Salt Lake City’s Sugar House streetcar is expanding. Spanning two miles and taking about 10 minutes to ride, the S-Line connects Fairmont Park with the greater TRAX system at Central Pointe Station.
The Sugar House neighborhood continues to grow and Fairmont Park was never meant to be the end of the line.
Thanks to $12 million in state funding allocated in 2021, Salt Lake City and the Utah Transit Authority are set to expand the line east to the intersection of Simpson Avenue and Highland Drive. That extra 900 feet will connect even more residents and businesses.
“I use it every day because I go to work,” said 22-year-old Abdul Sarware.
First opened in 2013, the streetcar is essential for riders like Sarware who live in the numerous apartment buildings along the corridor. Riders use it to commute to work, access grocery stores and retail shops and connect to other transit lines that take them throughout the Wasatch Front.
“The goal of this extension is really just to help improve visibility of the line,” city transportation engineer Lynn Jacobs told the Redevelopment Agency of Salt Lake City during an April 16 meeting. “There was always an intent to carry it further in Sugar House, and this fortunately gave us an opportunity to take it about one more block into Sugar House.”
In addition to the extension, the line will also be double tracked between 500 and 700 East, providing an opportunity for more frequent service and fewer delays as the neighborhood develops.
Sugar House didn’t always have multi-story housing and a sprawling commercial center, though.
“Fifteen years ago, it was pretty quiet,” said Sugar House Community Council member Heidi Schubert. “There were a lot of small, privately owned, or at least privately rented, little tiny shops and the library was always a main focus of our entry into [the neighborhood].”
Development in the neighborhood core around the intersection of 2100 South and 1100 East didn’t really take off until after the 2008 financial crisis, Schubert said. It’s been full steam ahead ever since with much of the area now developed into apartment buildings, commercial spaces and even a large University of Utah Health center, which opened in 2019.

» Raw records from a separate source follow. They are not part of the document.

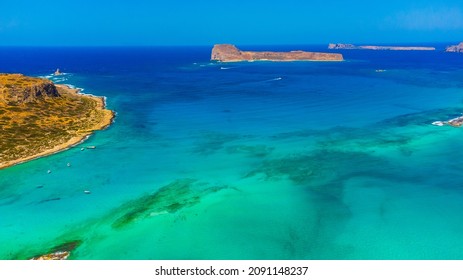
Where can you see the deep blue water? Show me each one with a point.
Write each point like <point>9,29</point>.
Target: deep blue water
<point>262,160</point>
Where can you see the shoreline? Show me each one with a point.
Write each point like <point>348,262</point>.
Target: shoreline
<point>74,141</point>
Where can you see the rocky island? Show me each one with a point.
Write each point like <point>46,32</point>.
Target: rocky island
<point>378,48</point>
<point>455,48</point>
<point>38,118</point>
<point>230,53</point>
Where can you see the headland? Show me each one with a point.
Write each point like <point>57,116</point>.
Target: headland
<point>378,48</point>
<point>230,53</point>
<point>39,118</point>
<point>455,48</point>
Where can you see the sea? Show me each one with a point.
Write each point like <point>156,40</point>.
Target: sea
<point>247,160</point>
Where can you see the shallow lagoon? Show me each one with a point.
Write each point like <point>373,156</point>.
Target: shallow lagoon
<point>246,160</point>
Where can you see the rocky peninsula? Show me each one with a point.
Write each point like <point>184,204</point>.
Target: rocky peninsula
<point>378,48</point>
<point>455,48</point>
<point>230,53</point>
<point>38,118</point>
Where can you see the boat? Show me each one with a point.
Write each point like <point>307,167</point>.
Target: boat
<point>438,123</point>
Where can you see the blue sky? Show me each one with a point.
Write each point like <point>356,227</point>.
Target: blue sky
<point>205,22</point>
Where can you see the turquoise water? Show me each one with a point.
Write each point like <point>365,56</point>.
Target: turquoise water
<point>246,160</point>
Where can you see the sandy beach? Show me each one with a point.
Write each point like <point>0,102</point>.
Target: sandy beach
<point>83,135</point>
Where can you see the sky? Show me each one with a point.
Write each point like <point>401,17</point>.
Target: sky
<point>206,22</point>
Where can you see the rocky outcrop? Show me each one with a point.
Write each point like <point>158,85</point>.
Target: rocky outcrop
<point>230,53</point>
<point>378,48</point>
<point>455,48</point>
<point>19,89</point>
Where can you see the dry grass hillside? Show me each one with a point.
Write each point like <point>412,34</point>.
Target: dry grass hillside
<point>38,118</point>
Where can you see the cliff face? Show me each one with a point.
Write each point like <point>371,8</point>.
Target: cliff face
<point>455,48</point>
<point>230,53</point>
<point>17,88</point>
<point>378,48</point>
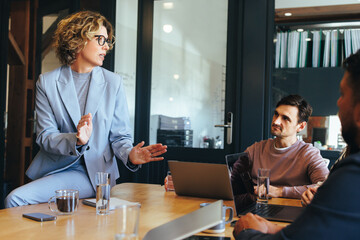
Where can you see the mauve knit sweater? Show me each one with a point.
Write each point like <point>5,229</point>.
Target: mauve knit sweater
<point>295,168</point>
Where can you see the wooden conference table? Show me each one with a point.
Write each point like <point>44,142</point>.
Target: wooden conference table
<point>157,207</point>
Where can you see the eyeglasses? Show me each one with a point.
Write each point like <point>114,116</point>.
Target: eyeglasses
<point>102,39</point>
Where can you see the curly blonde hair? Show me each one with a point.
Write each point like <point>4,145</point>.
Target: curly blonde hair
<point>74,31</point>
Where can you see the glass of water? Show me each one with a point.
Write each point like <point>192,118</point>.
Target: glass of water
<point>263,183</point>
<point>102,181</point>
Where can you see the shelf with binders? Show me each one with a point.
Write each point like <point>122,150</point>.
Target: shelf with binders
<point>320,45</point>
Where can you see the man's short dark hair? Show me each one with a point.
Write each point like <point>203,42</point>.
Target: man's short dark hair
<point>352,65</point>
<point>303,106</point>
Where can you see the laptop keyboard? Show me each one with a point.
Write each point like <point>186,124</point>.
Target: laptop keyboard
<point>266,210</point>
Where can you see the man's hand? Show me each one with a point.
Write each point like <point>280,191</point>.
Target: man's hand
<point>141,155</point>
<point>251,221</point>
<point>84,129</point>
<point>273,191</point>
<point>308,195</point>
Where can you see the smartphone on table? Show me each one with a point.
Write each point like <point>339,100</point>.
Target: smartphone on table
<point>40,217</point>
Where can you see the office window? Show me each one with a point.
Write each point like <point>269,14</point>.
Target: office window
<point>125,49</point>
<point>188,73</point>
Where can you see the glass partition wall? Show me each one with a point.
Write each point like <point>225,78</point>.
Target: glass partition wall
<point>188,73</point>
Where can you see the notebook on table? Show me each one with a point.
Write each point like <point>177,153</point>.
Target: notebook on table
<point>205,180</point>
<point>244,197</point>
<point>189,224</point>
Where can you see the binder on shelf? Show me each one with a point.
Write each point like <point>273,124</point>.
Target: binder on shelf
<point>347,42</point>
<point>316,48</point>
<point>293,49</point>
<point>334,49</point>
<point>355,40</point>
<point>277,50</point>
<point>303,49</point>
<point>326,58</point>
<point>283,49</point>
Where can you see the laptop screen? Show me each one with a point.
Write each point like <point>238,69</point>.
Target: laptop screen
<point>242,185</point>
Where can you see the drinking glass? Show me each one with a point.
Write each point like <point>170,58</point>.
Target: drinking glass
<point>102,181</point>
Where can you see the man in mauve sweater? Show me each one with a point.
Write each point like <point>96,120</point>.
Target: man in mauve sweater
<point>334,213</point>
<point>294,165</point>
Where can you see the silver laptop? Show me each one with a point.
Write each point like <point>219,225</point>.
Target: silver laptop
<point>245,198</point>
<point>206,180</point>
<point>189,224</point>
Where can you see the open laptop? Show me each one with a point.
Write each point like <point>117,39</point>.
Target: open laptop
<point>245,198</point>
<point>189,224</point>
<point>205,180</point>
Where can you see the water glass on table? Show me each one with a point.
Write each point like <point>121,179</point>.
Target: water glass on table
<point>263,184</point>
<point>102,181</point>
<point>127,222</point>
<point>168,183</point>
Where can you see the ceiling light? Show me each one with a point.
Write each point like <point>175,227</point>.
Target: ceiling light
<point>167,28</point>
<point>168,5</point>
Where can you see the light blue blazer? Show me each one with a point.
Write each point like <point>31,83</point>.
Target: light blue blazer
<point>58,113</point>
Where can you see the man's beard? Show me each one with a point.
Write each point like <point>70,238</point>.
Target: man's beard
<point>349,134</point>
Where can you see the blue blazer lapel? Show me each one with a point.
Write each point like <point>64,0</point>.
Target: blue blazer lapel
<point>96,91</point>
<point>68,94</point>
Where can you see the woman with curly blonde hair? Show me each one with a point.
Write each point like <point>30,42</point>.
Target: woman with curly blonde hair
<point>82,117</point>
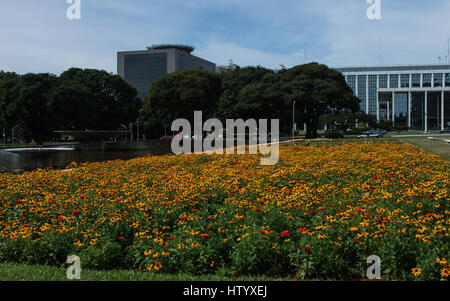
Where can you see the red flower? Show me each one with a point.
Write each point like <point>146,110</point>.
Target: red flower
<point>308,250</point>
<point>285,233</point>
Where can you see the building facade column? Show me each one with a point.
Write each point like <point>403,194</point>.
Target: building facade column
<point>426,112</point>
<point>378,97</point>
<point>367,94</point>
<point>393,107</point>
<point>409,109</point>
<point>442,110</point>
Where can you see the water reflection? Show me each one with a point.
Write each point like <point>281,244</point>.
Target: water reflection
<point>10,162</point>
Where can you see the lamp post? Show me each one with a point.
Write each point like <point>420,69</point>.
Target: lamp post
<point>137,124</point>
<point>293,119</point>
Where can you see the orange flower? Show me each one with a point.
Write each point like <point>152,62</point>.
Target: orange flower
<point>285,233</point>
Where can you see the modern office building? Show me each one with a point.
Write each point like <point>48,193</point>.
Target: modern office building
<point>141,68</point>
<point>416,96</point>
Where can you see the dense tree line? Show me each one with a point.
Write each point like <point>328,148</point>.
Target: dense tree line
<point>252,92</point>
<point>35,105</point>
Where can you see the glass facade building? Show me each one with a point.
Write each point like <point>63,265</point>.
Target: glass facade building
<point>141,68</point>
<point>415,96</point>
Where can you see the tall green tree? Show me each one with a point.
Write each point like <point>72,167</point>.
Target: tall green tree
<point>231,103</point>
<point>261,99</point>
<point>31,106</point>
<point>9,92</point>
<point>178,95</point>
<point>96,100</point>
<point>316,90</point>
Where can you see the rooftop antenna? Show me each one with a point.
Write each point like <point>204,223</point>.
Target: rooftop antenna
<point>448,49</point>
<point>379,52</point>
<point>230,65</point>
<point>306,54</point>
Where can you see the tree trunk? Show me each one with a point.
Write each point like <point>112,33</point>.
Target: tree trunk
<point>311,128</point>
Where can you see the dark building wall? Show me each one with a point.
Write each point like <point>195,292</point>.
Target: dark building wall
<point>185,61</point>
<point>141,70</point>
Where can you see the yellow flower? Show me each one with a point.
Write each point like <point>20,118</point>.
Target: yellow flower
<point>416,271</point>
<point>442,261</point>
<point>445,272</point>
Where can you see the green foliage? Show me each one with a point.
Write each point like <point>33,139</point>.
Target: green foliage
<point>178,95</point>
<point>317,90</point>
<point>35,105</point>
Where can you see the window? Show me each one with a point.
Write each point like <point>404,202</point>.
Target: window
<point>426,80</point>
<point>383,80</point>
<point>393,81</point>
<point>437,80</point>
<point>415,81</point>
<point>362,91</point>
<point>405,80</point>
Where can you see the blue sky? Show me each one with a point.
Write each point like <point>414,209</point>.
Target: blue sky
<point>36,36</point>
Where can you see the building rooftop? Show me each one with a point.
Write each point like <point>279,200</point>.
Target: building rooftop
<point>185,48</point>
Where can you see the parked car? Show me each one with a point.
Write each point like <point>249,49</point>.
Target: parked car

“Certainly the biggest growing pain is the traffic,” she said. “But I have to say that in the last two years, which is fresh in everyone's memory, the growing pains are due to the construction and not the actual roads themselves.”
Still, many commuters use the neighborhood as a southern entry point into the city and traffic has only gotten worse in recent years. Even with the streetcar expansion, regular riders like Sarware still feel the allure of driving.
“I plan to buy a car in maybe three to four months,” he said. “Having a car is better, I can go whenever and wherever I want.”
For others, like Schubert, widespread adoption of public transit could help some of those growing traffic woes – because the high density apartments are “really critical for all the young people who would access new jobs or the university itself.”
“We also need better transit so that when you do live further away, you can still get into these little niche locations.”
According to UTA, construction could begin as soon as this summer with service to the new station beginning in 2026.